Emma Liddell

Personal information
- Born: 30 March 1980 (age 46) Sydney, New South Wales
- Batting: Right-handed
- Bowling: Left-arm medium
- Role: Bowler

International information
- National side: Australia;
- Test debut (cap 141): 15 February 2003 v England
- Last Test: 24 August 2005 v England
- ODI debut (cap 95): 20 February 2002 v New Zealand
- Last ODI: 30 August 2005 v England

Domestic team information
- 1998/99–2005/06: New South Wales

Career statistics
| Competition | Test | ODI | LA |
| Matches | 3 | 33 | 117 |
| Runs scored | 24 | 3 | 91 |
| Batting average | 12.00 | 1.50 | 7.00 |
| 100s/50s | 0/0 | 0/0 | 0/0 |
| Top score | 24 | 2* | 35* |
| Balls bowled | 657 | 1,595 | 5,806 |
| Wickets | 12 | 32 | 135 |
| Bowling average | 13.00 | 29.40 | 23.18 |
| 5 wickets in innings | 0 | 0 | 0 |
| 10 wickets in match | 0 | 0 | 0 |
| Best bowling | 4/57 | 4/17 | 4/17 |
| Catches/stumpings | 0/- | 1/– | 18/– |
- Source: CricInfo, 7 August 2025

= Emma Liddell =

Australian cricketer

Emma Liddell (born 30 March 1980) is an Australian former cricketer.

Liddell played 80 Women's National Cricket League matches for the New South Wales Breakers. She also played three Tests and 33 One Day Internationals for the Australia national women's cricket team. She was the 141st woman to play Test cricket for Australia, and the 95th woman to play One Day International cricket for Australia.
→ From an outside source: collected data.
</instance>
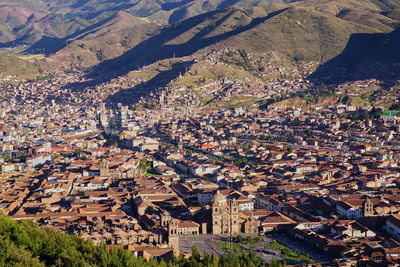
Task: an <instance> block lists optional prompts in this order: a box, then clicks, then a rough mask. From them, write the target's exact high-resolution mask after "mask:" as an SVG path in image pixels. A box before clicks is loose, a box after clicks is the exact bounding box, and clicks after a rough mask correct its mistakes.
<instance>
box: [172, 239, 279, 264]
mask: <svg viewBox="0 0 400 267" xmlns="http://www.w3.org/2000/svg"><path fill="white" fill-rule="evenodd" d="M217 242H224V241H222V240H221V239H220V237H217V236H213V235H194V236H181V237H180V238H179V249H180V251H181V252H183V253H192V246H196V247H197V248H198V249H199V251H200V254H201V255H204V252H207V253H208V254H214V255H218V256H221V255H223V254H224V253H225V250H224V249H222V248H221V247H220V246H218V245H217ZM269 242H271V239H269V238H264V241H263V242H260V243H258V244H254V245H244V244H236V243H235V245H240V246H242V247H243V248H244V249H245V251H246V252H250V250H253V251H254V252H255V253H256V255H257V256H258V257H260V258H262V259H263V260H264V261H265V262H268V263H269V262H271V261H272V260H278V261H281V260H284V258H283V257H282V256H281V255H280V252H279V251H275V250H271V249H265V248H264V245H265V244H266V243H269Z"/></svg>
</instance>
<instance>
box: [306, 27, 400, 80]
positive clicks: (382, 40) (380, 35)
mask: <svg viewBox="0 0 400 267" xmlns="http://www.w3.org/2000/svg"><path fill="white" fill-rule="evenodd" d="M399 63H400V28H399V29H397V30H395V31H393V32H391V33H379V34H364V33H363V34H353V35H351V37H350V38H349V41H348V43H347V45H346V47H345V49H344V50H343V52H342V53H341V54H340V55H338V56H336V57H334V58H333V59H331V60H329V61H327V62H326V63H324V64H322V65H321V66H320V67H319V68H318V69H317V70H316V71H315V72H314V73H312V74H311V75H310V76H309V77H308V78H309V79H310V80H311V81H312V82H314V83H315V84H326V85H338V84H340V83H343V82H349V81H350V82H351V81H356V80H366V79H377V80H381V81H382V82H383V84H382V86H383V87H390V86H392V85H393V84H394V83H395V82H396V81H397V80H398V79H400V64H399Z"/></svg>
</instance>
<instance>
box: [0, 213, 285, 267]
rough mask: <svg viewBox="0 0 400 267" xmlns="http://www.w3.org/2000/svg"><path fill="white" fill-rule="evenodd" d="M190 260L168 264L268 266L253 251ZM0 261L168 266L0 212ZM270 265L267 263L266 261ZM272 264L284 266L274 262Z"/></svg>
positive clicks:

Liddell attended Grantham High School, in Sydney's western suburbs. She took up playing cricket at the age of 14, following her brother into the sport. In February 1996, aged 15, she turned out for a representative Metropolitan West side at the annual New South Wales Combined High Schools Cricket Championships, held in Penrith. On the first day of the tournament, in a match against Metropolitan East, she dismissed the entire opposing side without conceding a run, finishing with figures of 10/0 from 7.4 overs. All her victims were clean-bowled, with the team as a whole scoring only seven runs. The feat is one of the rarest in cricket – only 24 instances have been recorded across all levels of the game, with Liddell the only woman known to have completed it.